Now that we know all that, what I did was this: I selected the "dead" node, then clicked the 'is node broken' button. It showed me: 'Node is OK' and I pressed 'OK'. But more importantly: the status of the node is now changed from 'dead' (the red icon) into 'OK' (the green checkmark). So after this I again selected the node and now I clicked the 'Refresh Node info' to reqeuest the node's NIF. Now I waited for the node to report it's NIF (Node Information Frame) (have the log shown in another window and wait for the 'Add_Value' messages) and the device was correctly registered in Domoticz and in the cache file again.

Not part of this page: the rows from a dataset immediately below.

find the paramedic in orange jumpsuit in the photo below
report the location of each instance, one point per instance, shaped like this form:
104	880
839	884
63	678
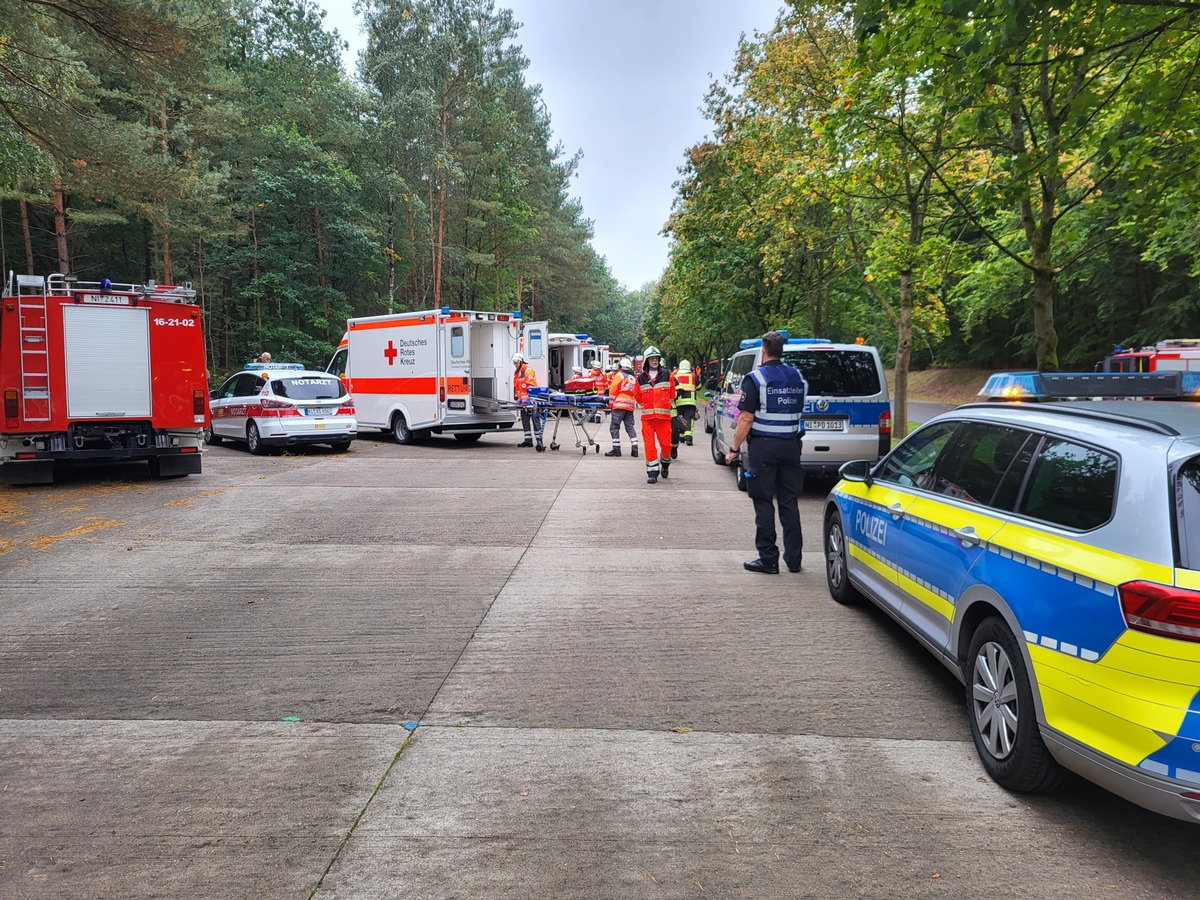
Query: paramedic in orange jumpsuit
654	393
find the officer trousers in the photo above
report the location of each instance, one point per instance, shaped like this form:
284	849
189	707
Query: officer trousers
657	441
774	477
617	419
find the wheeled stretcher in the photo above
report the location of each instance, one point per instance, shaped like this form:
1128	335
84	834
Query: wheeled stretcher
585	413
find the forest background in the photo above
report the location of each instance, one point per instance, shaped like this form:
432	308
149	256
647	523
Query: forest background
993	184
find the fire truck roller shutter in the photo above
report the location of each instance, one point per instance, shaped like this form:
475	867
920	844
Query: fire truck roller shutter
107	361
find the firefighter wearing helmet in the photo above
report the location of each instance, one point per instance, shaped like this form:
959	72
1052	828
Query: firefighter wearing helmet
523	378
685	399
621	402
654	393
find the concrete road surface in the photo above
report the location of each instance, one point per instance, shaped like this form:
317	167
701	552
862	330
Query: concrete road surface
445	671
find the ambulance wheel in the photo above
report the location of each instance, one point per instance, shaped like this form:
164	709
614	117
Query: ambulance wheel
718	456
1000	708
255	441
401	431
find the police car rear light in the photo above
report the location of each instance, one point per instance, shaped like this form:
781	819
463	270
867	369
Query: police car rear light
1162	610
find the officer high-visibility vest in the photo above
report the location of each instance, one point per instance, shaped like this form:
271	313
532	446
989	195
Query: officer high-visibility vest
781	391
687	385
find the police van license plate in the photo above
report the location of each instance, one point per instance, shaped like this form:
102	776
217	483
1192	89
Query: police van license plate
823	424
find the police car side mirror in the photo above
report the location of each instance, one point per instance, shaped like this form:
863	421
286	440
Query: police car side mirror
857	471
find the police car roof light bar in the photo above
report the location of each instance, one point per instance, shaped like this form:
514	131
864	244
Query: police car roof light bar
1113	385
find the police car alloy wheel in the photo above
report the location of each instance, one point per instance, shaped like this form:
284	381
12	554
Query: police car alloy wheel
837	564
1000	706
255	441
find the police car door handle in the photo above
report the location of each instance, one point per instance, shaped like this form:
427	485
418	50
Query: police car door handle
967	537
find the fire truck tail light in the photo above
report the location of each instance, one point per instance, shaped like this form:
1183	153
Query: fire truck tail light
1162	610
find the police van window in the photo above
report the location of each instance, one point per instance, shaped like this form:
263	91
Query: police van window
837	373
1071	485
912	463
1187	505
975	466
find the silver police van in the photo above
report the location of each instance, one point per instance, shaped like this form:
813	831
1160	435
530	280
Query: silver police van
847	414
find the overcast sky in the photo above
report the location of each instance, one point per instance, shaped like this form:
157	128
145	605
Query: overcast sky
623	81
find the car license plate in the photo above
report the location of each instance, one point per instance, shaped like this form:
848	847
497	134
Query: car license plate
823	424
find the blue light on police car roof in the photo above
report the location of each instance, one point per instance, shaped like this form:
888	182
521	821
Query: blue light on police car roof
1012	385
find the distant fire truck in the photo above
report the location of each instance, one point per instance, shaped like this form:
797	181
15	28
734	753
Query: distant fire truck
1179	354
100	371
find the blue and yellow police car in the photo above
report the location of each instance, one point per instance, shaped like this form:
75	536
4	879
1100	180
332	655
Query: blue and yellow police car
1048	553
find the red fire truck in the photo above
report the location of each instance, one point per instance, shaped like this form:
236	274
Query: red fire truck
100	371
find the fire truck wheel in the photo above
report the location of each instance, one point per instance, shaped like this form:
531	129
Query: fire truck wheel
401	431
253	441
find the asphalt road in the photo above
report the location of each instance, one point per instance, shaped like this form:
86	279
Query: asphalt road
450	671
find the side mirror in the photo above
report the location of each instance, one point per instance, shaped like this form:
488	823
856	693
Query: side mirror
857	471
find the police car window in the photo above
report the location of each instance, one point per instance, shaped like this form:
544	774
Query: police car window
1187	509
976	463
912	462
837	373
249	385
309	388
1071	485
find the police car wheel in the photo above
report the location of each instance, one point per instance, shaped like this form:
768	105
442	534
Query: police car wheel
255	441
838	563
401	431
1000	708
718	456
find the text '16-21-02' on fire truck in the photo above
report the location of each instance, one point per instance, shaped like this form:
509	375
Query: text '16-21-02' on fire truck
100	371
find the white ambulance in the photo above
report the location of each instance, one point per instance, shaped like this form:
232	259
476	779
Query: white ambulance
568	351
438	371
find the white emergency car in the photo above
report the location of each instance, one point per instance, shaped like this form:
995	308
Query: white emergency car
273	405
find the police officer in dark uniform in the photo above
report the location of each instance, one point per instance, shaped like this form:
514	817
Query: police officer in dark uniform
771	426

Receiving the responses to the NIF request can be somewhat unreliable: sometimes not all messages sent by the node are received, sometimes no messages are received at all and sometimes it just takes a very long time for the messages to arrive (timeout messages sent by the node during the process are not uncommon on nodes with multiple capabilities). And also, sometimes the request for the NIF doesn't arrive at the node, so it will not send any messages at all. This is why you need to keep a log window open whenever you have OpenZwave request a node's NIF to see if the add_value messages have come in. Do be patient, as it may take a couple of
minutes before the responses come in if your mesh routing is very bad. However, if they don't come in or not all come in, you may have to retry the NIF request (by doing a Refresh Node information) after 5 or so minutes. If after a lot of retries you still don't get the in memory meta information to come in correctly you may still have to (temporarily) move the node closer to the node or the controller closer to the node. And if it still doesn't work then, this is the point to give up and re-include the node. If the controller still knows about the node, it may assign it the same z-wave node-id. So don't reset the node, just re-include the node and start the inclusing process like you would on a newly bought node. Again you must be patient (the NIF request process takes a long time here too) and you may have to repeat a few times, as starting the inclusion process is often the same procedure as starting the exlusion procedure on many nodes, i.e. while the controller is waiting for an inclusion, your node may be performing an exclusion, you just don't have a way of knowing which one it is doing. So just try starting the inclusion in the node a couple of times, but wait at least 5 minutes after each try and keep a close eye on Domoticz' log file to see if any add_value messages show up. If they do, your mission is accomplished!
Godspeed!
Y.M.M.V. (Your Milage May Vary), it hasn't worked for me in all situations too, but at least it's another tool in our toolbelt to get non-working z-wave nodes back into operation.